C’est dans ce contexte assez particulier que nous proposons un très modeste échantillon de quelques formes de réflexion sur le mythe qui circulent aujourd’hui en anthropologie.

Cela commence avec un représentant de la nouvelle mythologie comparée. Au cours d’une carrière comme anthropologue de terrain ayant fait des recherches chez des peuple tibéto-birmans du Népal et comme penseur des classifications sociales et en particulier lecteur et commentateur de Marcel Mauss, Nicholas J. Allen s’est passionné pour la mythologie comparée de Dumézil et de son école. Devenu un des contributeurs majeurs de ce domaine, Allen a en particulier proposé l’ajout d’une quatrième fonction, celle du roi et de l’étranger, aux trois fonctions duméziliennes. Dans son chapitre « Romulus et Bhishma : structures qui s’entrecroisent », Allen considère deux « rois-étrangers » appartenant à deux traditions de source indo-européenne et qui montrent des parallèles étonnement spécifiques : Romulus, le fondateur légendaire de Rome ; et Bhishma, un des héros de l’épopée sanskrite, le Mahabharata.

Dans mon chapitre sur « Le structuralisme et les mythes », je propose un bilan des approches structuralistes qui ont été importantes dans la conception du mythe. Ces approches se sont définies en partie en refusant certains aspects du mythe, dont sa forme poétique et sa contextualisation rituelle.
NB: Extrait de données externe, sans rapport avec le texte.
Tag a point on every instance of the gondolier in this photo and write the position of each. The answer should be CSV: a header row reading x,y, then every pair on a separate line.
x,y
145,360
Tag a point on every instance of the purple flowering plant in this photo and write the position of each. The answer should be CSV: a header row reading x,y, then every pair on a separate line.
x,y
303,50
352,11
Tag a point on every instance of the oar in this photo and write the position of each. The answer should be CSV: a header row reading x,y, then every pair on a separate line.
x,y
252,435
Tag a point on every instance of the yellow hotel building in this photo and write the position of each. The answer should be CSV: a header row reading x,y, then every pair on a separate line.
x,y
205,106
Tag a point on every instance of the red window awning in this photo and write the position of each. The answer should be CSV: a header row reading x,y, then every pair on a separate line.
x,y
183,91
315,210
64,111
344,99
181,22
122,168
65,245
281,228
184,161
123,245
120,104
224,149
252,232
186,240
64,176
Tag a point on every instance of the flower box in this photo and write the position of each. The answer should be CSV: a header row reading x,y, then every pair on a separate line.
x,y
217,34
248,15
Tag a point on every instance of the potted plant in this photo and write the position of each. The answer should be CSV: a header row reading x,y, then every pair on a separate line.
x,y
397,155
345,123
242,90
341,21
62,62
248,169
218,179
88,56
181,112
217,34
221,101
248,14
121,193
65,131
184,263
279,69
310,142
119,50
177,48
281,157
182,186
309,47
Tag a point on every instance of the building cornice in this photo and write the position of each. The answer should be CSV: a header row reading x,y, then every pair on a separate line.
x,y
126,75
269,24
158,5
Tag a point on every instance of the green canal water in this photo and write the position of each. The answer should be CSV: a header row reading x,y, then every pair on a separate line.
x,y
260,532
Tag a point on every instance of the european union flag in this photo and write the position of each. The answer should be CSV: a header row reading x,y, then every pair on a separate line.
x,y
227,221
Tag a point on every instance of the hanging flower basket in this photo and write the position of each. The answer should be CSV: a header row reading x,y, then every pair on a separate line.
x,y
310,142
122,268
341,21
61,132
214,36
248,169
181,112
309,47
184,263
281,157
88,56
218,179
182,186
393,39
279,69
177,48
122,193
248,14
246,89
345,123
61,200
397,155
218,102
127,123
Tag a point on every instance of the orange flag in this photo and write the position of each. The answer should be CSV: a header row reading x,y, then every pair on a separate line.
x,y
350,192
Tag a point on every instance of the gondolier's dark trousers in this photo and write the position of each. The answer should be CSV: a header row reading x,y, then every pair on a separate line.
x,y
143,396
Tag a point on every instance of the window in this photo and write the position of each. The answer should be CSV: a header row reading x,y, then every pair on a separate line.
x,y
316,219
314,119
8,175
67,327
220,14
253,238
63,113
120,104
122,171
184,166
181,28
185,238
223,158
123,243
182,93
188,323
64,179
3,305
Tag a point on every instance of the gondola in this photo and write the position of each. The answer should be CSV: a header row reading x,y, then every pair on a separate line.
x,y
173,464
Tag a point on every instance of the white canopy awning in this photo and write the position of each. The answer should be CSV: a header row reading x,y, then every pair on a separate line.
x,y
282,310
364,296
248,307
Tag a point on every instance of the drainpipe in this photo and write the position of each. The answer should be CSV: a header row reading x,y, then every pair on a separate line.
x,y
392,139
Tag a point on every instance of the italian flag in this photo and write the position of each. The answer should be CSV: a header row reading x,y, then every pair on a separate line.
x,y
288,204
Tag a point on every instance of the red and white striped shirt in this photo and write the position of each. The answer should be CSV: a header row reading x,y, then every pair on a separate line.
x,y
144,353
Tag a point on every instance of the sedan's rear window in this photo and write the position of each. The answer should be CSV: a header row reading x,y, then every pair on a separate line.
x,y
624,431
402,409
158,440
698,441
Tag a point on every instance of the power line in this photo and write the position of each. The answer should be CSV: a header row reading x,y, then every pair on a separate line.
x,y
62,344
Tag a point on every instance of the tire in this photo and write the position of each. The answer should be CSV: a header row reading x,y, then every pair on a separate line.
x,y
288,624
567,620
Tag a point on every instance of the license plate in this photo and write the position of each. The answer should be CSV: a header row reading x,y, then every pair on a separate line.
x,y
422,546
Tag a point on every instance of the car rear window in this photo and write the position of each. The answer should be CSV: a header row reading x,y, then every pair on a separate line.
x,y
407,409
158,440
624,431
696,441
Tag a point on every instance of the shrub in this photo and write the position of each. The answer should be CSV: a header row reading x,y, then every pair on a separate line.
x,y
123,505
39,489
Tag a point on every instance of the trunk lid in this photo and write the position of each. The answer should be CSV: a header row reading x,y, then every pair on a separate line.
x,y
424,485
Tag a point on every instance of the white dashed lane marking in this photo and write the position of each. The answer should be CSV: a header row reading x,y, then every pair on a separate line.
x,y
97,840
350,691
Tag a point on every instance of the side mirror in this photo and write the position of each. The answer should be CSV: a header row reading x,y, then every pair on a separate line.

J’appuie ici l’élargissement de l’analyse dans ces deux sens et je puise dans mes propres expériences de recherche dans la région himalayenne de l’Inde du Nord pour proposer des pistes d’analyse d’un mythe important de cette région.

Dans sa contribution à un recueil de 1996 (Patton et Doniger 1996), Robert A. Segal a pose la question : « Does myth have a future? ». La question dans son cas n’était pas sur le mythe comme concept dans les sciences humaines, mais sur le mythe comme mythe, face à ce qu’on pensait être l’hégémonie de la pensée scientifique. Dans le dernier chapitre de ce numéro, « La procréation dans les mythes contemporains : une histoire de science-fiction », Marika Moisseeff, anthropologue et psychiatre, spécialiste des peuples australiens ainsi que des adolescents occidentaux, montre à quel point la pensée dite scientifique produit des récits proprement mythiques. À la différence de la mythologie des faits divers de Barthes, il s’agit ici d’un genre de fabulation, la science-fiction, comme « mythologie moderne » dans le strict sens de récits abordant les plus grandes questions qu’une collectivité se pose.

Anthropologue, linguiste et poète, une des forces motrices du mouvement d’ethnopoétique, Paul Friedrich est maître de plusieurs domaines – rapports langue et culture ainsi que musique et culture, la poétique implicite dans les structures linguistiques, la politique à plusieurs échelles – et de plusieurs terrains, dont la langue et civilisations tarascanes du Mexique, le grec ancien, la culture russe, les études comparées indo-européennes. Il nous propose ici une réflexion sur les rapports entre mythe, poésie et musique, dans un effort pour clarifier nos catégories et les rendre plus adéquates pour penser la complexité de leurs manifestations. C’est peut-être un chapitre déroutant pour le lecteur qui s’attend à un bilan historique ou à une analyse ponctuelle : Friedrich joue lui-même jusqu’à un certain point le rôle de poète-prophète, et ce texte représente un manifeste autant qu’un texte savant.